These healthy Jordan Marsh blueberry muffins are egg-free, dairy-free, vegan, gluten-free and so much healthier than the recipe created for the famed Boston-based department store, Jordan Marsh. Not only dairy-free and gluten-free, but higher in protein and fiber, lower in sugar, this one-bowl recipe is still bursting with a light crumb and bold blueberry flavor!
Healthy Jordan Marsh Blueberry Muffins
My healthy version of the famous Jordan Marsh blueberry muffins are made dairy-free, egg-free and vegan and yet still have the tell-tale huge dome muffin-top, delicate crumb and sweet streusel on top. How is it possible to turn these dessert muffins healthy? Read on and see!
These muffins, sooo delicious and with lovely dome, harken back to the early 1990s when a Boston-based department store - now bankrupt - shared their incredible recipe. As you can guess, that recipe is not vegan so I created a vegan copycat version right here!
What Are Jordan Marsh Blueberry Muffins?
Jordan Marsh blueberry muffins are fat, delicious blueberry muffins with a fluffy interior and a delicious crackle sugar top. The recipe was created by a chef at the department store - Jordan Marsh - which was based in Boston and filed for bankcruptcy in the mid-1990s. I grew up in the suburbs of Boston and my father, who worked in financial district in Boston, and used to bring home these muffins all the time!
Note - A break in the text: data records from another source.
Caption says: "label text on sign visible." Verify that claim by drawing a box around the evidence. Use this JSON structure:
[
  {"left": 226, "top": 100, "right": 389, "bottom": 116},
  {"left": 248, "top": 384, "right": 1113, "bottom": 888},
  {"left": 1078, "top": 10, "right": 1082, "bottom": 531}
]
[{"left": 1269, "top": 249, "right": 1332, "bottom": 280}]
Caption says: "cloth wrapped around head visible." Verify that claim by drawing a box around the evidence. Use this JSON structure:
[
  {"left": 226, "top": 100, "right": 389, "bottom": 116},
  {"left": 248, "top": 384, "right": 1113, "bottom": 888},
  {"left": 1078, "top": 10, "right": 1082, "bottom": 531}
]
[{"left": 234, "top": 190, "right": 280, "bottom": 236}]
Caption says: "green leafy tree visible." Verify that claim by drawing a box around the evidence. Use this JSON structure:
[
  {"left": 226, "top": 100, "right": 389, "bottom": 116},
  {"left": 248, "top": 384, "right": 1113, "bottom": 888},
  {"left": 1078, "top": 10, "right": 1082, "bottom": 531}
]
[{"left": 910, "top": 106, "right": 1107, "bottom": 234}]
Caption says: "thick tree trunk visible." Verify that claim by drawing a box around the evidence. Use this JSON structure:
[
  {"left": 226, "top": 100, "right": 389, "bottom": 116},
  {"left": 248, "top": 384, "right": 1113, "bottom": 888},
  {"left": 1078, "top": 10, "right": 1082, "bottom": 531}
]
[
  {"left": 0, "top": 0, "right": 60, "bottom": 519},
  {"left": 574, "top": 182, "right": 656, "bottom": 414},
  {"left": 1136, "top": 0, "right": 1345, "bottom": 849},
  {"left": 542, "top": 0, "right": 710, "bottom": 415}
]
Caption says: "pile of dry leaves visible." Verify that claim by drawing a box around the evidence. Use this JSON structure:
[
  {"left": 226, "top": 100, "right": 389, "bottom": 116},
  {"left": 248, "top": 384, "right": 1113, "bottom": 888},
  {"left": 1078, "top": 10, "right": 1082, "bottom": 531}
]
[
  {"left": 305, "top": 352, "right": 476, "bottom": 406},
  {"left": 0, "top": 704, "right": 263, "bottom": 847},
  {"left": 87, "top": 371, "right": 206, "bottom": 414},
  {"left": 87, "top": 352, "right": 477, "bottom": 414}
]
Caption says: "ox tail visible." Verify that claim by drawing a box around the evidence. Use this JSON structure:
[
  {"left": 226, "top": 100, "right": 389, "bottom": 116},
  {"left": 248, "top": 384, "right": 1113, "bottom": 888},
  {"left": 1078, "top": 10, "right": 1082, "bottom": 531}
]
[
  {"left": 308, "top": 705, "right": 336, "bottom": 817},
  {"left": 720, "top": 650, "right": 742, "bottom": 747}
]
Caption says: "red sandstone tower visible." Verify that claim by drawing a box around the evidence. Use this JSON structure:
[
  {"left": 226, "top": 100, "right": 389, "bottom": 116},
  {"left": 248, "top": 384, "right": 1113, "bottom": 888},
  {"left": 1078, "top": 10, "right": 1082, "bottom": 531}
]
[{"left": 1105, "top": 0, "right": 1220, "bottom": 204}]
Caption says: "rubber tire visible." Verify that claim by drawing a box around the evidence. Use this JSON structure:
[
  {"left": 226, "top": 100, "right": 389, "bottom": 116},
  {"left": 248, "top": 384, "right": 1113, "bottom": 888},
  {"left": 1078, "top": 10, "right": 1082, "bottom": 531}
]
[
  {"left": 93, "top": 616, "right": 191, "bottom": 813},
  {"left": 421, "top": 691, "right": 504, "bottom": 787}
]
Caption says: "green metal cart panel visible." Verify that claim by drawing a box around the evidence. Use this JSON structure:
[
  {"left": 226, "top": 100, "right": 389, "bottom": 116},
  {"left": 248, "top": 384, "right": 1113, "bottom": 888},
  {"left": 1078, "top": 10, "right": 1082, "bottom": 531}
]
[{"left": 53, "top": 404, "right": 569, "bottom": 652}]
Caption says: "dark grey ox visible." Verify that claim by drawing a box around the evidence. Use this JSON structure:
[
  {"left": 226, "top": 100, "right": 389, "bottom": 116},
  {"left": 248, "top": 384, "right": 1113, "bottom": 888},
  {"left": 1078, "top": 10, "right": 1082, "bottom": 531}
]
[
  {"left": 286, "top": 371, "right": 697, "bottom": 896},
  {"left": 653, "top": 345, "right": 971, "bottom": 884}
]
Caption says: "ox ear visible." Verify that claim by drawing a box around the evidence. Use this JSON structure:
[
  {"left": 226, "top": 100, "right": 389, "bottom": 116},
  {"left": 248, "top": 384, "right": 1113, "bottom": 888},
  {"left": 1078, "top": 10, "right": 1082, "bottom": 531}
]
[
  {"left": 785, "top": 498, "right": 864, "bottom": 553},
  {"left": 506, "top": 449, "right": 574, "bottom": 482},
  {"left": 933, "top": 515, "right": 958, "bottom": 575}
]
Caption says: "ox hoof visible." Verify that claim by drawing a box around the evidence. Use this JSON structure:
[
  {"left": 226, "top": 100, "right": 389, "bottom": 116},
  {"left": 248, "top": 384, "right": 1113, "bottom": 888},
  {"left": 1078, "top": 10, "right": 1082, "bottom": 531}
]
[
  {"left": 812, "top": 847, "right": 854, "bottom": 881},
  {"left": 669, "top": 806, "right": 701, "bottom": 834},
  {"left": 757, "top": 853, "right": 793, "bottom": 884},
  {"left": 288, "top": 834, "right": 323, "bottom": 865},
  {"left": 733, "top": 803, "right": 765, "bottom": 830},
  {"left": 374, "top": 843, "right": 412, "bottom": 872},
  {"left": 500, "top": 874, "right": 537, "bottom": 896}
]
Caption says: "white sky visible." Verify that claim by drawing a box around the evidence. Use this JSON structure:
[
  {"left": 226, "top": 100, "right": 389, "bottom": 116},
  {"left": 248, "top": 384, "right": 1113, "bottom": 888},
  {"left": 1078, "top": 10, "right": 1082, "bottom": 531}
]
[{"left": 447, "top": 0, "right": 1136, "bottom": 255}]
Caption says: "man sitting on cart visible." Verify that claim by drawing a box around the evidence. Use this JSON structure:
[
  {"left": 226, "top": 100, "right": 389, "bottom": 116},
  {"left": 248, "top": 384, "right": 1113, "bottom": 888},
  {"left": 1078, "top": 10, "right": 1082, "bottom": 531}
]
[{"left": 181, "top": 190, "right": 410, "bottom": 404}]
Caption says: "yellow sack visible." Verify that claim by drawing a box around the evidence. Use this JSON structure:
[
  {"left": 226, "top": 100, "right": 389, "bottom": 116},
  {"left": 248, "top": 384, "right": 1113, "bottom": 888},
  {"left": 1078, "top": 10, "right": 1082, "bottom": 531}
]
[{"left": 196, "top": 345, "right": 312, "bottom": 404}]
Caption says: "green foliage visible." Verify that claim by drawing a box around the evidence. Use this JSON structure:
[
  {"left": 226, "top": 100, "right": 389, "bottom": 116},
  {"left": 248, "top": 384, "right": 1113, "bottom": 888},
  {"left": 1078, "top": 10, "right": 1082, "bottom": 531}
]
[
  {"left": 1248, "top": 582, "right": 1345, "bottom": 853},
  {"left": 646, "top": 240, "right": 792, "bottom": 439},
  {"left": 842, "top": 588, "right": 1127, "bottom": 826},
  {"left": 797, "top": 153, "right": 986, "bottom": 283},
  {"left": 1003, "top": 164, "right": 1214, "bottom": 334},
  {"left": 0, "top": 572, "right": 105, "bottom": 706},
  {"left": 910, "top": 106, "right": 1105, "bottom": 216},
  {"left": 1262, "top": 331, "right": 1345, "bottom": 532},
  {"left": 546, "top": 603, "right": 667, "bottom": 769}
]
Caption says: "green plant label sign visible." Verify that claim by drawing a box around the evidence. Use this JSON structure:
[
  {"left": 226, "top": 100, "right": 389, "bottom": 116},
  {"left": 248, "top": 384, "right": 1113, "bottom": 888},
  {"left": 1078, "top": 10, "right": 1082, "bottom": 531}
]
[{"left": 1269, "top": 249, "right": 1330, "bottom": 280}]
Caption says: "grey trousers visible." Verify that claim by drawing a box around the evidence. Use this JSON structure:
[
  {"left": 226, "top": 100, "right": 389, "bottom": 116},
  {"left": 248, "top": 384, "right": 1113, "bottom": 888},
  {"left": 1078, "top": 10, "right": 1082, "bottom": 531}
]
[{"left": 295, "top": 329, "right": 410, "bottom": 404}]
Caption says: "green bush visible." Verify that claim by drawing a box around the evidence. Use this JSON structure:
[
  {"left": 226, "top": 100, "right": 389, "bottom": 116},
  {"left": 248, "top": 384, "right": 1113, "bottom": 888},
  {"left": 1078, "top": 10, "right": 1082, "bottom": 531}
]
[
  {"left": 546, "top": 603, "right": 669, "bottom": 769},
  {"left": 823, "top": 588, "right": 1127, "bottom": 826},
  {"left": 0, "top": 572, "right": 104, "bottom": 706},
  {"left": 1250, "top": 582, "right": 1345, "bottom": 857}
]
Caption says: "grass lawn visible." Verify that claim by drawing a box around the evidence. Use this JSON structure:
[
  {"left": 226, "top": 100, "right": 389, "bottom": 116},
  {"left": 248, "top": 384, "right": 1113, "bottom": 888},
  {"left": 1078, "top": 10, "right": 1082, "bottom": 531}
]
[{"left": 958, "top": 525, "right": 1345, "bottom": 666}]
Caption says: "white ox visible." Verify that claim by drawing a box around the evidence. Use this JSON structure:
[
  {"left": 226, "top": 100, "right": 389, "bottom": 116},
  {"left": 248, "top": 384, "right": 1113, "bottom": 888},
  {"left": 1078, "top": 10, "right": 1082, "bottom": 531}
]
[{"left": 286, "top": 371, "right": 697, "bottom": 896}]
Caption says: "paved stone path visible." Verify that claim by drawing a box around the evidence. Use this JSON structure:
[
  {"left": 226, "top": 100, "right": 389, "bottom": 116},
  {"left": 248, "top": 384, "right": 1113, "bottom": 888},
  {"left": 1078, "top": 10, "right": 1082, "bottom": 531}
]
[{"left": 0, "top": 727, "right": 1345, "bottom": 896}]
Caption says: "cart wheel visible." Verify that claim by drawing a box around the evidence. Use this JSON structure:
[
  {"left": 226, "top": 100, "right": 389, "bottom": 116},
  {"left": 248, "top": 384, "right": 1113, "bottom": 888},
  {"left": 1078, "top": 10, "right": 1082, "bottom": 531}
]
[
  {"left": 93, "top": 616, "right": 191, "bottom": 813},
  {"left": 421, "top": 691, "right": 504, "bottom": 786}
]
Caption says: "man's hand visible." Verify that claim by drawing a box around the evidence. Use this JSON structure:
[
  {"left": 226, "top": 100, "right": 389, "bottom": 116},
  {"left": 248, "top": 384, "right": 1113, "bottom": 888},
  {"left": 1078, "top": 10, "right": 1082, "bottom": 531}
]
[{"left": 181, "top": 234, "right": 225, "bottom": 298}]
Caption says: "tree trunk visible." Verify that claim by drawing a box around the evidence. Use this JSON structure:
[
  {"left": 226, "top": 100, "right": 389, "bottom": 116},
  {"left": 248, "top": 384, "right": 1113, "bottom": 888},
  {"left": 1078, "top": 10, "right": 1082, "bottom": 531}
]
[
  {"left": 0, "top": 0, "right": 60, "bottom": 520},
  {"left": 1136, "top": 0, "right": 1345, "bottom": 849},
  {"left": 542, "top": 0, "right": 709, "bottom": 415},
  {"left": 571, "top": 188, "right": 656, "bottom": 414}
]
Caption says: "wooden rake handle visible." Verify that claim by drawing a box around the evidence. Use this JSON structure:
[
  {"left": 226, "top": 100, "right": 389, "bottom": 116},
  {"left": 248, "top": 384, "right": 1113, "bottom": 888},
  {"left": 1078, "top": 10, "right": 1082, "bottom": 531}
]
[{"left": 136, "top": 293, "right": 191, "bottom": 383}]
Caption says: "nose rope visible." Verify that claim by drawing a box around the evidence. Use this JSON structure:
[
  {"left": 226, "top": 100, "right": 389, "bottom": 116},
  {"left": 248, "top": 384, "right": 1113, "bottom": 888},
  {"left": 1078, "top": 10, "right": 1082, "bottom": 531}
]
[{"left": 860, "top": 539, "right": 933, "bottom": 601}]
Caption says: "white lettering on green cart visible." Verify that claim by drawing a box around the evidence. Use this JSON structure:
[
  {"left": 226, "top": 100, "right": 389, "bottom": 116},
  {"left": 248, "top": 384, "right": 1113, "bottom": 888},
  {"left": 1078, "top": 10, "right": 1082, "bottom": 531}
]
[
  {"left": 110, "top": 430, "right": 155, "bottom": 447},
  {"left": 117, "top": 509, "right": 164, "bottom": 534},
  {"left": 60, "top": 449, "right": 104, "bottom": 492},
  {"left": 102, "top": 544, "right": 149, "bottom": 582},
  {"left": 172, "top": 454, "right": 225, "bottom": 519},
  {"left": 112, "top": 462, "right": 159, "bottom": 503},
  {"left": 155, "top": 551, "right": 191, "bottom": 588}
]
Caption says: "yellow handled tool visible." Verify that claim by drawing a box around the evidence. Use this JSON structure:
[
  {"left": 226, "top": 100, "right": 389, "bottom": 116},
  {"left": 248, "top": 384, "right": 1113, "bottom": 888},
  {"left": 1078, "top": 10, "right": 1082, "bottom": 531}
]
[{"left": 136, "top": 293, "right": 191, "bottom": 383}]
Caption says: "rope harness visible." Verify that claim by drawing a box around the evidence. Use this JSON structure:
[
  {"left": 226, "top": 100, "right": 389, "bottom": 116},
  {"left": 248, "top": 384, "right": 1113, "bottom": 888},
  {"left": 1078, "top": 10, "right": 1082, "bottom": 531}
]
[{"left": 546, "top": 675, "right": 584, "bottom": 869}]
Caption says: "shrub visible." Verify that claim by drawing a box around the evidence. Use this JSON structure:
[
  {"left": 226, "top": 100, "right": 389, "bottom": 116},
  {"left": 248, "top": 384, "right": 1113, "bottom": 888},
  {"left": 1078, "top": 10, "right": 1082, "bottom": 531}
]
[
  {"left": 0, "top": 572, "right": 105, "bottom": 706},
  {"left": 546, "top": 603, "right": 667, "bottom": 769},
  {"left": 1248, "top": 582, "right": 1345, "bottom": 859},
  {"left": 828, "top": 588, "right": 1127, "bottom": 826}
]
So when I decided to make blueberry muffins for family this fall, I decided to make a healthy version of this wonderful department store muffin.
The original recipe has lots of non vegan ingredients which I swapped here for vegan, but it was most notable for the chef's techniques that kept the interior dry and fluffy, not soggy. And I'll share those techniques here too, along with some delicious vegan swaps to make these muffins vegan and gluten-free.
Blueberry Muffins with Sugar Streusel Muffin Top
My muffins differ from the famed Jordan Marsh Blueberry Muffin recipe in another way. They are topped with a sugar streusel topping that is white and sugary and fluffy and probably not that healthy, haha.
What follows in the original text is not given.